Verrel semakin menangis terisak mengingat ucapan Leonna yang begitu menggemaskan dan membuat Verrel tak bisa menahan diri untuk tidak tersenyum. Leonna yang bahkan tak bisa diam walau hanya sedetik saja. Apapun yang dia lakukan, entah hanya berguling guling di atas ranjang sambil memainkan handphonenya. Tetapi melihatnya seperti ini malah membuat Verrel kehilangan dan sangat terpukul. Pandangannya selalu terhibur dengan melihat tingkah laku Leonna. Tetapi sekarang matanya terasa memanas dan berkabut melihat Leonna terkujur kaku di atas brangkar. Tak bergerak sama sekali, bahkan untuk sekedar mengedipkan matanya. Kebiasaan Leonna yang selalu dia tunjukkan untuk menggoda Verrel, yaitu mengedipkan kedua kelopak matanya. Dan itu membuat Verrel sangat gemas padanya. Tetapi sekarang ia tidak mampu melihat semua itu,
"Hikzz... aku mohon bangunlah." ucap Verrel terdengar sangat lirih dan menyesakkan, ia benar-benar tak sanggup melihat Leonna yang seperti ini. Ia merasa separuh dirinya hilang. Dan hanya kehampaan yang ia rasakan. "Aku punya cerita lucu untukmu, De. Apa kamu mau dengar seperti biasanya?" gumam Verrel menatap wajah Leonna yang tak merespon apapun. "Ada seorang Bu Guru minta para muridnya membuat sebuah karangan pendek. Dengan Judul: 'Sesudah dewasa nanti aku akan bekerja apa dan menjadi apa?' Sebut saja Ateng menulis 'Aku sesudah dewasa akan menjadi seorang polisi, membantu warga menangkap orang jahat.' Lalu Bu Guru itu menilai 'Angan-anganmu ini sangat baik, namun kamu besok harus lebih memperhatikan Gareng, teman sebangkumu, ia mengatakan sesudah dewasa ia akan merampok bank." Ucap Verrel terkekeh kecil. "Apa masih kurang lucu?"

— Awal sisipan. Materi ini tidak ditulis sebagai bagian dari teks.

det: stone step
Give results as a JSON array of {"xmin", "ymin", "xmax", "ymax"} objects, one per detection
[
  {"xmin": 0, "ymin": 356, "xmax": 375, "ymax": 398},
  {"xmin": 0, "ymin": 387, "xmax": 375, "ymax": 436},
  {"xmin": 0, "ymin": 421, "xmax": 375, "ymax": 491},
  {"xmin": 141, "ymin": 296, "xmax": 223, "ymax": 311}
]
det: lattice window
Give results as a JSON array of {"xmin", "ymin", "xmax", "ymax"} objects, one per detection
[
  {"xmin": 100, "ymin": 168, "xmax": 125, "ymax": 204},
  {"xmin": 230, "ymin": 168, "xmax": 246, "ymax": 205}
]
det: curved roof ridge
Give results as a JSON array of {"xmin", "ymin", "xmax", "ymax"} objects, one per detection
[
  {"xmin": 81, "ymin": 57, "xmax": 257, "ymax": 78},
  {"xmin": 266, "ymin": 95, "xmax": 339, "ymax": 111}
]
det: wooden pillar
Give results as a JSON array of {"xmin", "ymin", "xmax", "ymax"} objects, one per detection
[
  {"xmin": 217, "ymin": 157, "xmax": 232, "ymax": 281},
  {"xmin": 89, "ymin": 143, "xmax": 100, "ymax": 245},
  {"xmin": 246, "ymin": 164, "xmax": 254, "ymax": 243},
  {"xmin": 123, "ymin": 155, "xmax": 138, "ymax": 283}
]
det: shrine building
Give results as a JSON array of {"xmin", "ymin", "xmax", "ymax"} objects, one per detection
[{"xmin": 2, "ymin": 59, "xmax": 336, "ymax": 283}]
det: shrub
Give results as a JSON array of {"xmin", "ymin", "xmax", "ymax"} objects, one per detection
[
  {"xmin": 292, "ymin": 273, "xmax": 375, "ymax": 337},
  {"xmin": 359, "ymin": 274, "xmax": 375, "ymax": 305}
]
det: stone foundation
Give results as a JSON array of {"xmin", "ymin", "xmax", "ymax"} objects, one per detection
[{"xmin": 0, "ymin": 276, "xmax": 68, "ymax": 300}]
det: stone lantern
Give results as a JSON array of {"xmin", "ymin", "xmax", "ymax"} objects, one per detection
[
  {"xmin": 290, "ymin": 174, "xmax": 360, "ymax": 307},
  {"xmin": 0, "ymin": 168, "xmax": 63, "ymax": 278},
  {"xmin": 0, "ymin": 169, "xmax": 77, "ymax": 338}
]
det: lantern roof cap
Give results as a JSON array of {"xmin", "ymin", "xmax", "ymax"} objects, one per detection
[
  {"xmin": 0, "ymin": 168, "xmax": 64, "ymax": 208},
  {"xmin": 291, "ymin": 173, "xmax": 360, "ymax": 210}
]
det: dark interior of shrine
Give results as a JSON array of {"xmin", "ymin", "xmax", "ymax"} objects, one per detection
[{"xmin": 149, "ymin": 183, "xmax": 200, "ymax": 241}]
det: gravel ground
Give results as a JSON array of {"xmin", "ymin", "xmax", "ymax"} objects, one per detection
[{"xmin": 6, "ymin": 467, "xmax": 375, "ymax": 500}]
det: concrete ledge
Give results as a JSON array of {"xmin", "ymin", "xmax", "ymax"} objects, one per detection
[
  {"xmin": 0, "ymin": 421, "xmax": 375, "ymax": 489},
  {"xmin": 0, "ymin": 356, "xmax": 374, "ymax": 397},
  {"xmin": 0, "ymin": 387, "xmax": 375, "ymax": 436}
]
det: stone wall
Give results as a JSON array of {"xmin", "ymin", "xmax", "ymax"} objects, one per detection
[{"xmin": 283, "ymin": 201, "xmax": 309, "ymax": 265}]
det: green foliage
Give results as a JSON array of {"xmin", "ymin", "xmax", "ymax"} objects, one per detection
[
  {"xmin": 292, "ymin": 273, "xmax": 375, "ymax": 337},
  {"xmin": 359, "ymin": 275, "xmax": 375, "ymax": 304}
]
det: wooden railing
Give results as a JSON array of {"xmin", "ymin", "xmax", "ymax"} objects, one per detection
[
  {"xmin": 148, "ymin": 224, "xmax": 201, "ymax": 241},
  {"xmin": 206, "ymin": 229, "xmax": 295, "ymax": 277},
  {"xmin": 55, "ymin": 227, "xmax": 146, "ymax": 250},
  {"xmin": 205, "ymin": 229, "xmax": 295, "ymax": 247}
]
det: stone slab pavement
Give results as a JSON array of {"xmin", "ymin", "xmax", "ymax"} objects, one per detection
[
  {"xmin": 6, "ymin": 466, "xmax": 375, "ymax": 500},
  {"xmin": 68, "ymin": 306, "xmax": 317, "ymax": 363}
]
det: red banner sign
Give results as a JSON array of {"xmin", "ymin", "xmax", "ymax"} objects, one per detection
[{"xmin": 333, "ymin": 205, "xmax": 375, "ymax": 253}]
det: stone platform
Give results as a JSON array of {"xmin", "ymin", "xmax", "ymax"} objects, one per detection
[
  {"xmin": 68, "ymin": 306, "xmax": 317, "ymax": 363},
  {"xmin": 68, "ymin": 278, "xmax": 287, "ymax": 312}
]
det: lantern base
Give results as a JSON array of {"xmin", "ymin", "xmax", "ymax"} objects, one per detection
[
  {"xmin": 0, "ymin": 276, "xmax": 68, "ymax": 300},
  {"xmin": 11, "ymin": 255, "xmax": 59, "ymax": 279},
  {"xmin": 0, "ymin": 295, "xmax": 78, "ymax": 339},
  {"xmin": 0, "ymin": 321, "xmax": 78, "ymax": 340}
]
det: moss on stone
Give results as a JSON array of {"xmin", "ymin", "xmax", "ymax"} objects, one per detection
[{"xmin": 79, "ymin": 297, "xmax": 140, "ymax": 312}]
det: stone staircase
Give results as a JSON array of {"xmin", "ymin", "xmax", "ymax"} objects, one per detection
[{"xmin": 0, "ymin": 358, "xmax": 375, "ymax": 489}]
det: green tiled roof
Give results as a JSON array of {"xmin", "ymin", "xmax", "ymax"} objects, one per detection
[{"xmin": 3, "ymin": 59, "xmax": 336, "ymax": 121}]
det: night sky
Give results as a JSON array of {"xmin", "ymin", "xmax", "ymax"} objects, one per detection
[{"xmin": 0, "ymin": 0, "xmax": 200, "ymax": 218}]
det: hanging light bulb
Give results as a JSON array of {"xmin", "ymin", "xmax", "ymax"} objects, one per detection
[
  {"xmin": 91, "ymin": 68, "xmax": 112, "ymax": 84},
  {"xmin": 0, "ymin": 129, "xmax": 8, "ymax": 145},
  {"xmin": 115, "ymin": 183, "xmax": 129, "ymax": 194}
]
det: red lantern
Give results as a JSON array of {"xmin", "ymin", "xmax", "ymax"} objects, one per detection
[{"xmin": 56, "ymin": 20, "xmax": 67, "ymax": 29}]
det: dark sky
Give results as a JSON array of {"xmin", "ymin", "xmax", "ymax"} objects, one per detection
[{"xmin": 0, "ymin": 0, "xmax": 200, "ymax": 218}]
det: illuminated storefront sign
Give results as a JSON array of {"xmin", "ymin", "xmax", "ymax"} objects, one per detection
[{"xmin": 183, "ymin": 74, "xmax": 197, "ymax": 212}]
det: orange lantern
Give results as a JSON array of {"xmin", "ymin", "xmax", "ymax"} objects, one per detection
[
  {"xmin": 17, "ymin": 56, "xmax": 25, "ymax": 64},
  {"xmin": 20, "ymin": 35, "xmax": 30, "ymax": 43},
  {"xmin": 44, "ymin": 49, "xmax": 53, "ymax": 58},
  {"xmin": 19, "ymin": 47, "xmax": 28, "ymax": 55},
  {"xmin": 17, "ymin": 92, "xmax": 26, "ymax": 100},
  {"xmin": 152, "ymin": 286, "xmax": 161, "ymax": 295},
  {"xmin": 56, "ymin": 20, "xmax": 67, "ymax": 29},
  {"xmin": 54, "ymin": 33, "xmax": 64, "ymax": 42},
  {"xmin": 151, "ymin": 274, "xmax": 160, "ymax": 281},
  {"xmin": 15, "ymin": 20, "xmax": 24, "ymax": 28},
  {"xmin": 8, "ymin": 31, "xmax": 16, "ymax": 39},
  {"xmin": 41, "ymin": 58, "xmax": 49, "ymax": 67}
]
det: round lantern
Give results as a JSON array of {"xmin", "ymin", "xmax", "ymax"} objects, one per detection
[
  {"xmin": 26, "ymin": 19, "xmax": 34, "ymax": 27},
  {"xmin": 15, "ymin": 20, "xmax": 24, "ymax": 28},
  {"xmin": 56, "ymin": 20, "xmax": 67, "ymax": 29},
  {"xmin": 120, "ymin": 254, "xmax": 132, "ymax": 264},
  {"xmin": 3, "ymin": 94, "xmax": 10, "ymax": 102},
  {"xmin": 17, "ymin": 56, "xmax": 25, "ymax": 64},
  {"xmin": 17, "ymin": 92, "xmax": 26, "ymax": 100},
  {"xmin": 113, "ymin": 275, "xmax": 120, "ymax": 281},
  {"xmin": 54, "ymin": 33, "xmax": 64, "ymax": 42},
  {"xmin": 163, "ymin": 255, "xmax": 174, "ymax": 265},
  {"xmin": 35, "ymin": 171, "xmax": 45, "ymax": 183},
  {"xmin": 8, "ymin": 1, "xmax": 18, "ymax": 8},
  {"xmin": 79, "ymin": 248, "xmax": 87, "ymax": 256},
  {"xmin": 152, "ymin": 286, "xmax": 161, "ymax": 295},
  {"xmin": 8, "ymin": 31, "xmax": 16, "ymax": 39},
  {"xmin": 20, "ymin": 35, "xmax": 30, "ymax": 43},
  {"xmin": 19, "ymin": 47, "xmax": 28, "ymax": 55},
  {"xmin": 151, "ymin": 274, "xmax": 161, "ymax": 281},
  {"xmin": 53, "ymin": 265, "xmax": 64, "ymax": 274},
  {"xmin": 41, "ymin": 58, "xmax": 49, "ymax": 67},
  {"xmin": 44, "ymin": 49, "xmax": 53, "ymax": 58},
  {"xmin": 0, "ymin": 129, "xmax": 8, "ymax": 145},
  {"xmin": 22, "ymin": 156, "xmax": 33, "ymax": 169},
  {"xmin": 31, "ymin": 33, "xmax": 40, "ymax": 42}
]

"Aku memang tak berbakat menceritakan kisah yang lucu, berbeda denganmu yang selalu saja menceritakan kisah lucu padaku." Verrel kembali terdiam menatap Leonna yang tak merespon apapun. Ia kembali menangis terisak dengan menundukkan kepalanya. Ia sungguh merindukan Delianya, istrinya yang selalu aktif.
"Baru beberapa menit melihatmu hanya diam kaku, aku benar-benar merindukan kamu yang aktif seperti Marsya, aku sangat merindukanmu. Sangat Delia, bangunlah aku mohon." Verrel semakin menangis menggenggam tangan Leonna.
"Kalau aku bisa memberikan jantung ini dan nafas ini untukmu bisa kembali sadar maka akan aku lakukan. Aku ingin melihatmu kembali menjadi sosok Princes Leonna yang selalu aktif dan banyak tingkah." Gumam Verrel. "Bukalah matamu, Delia sayang. Aku mohon," bisiknya membelai pipi Leonna.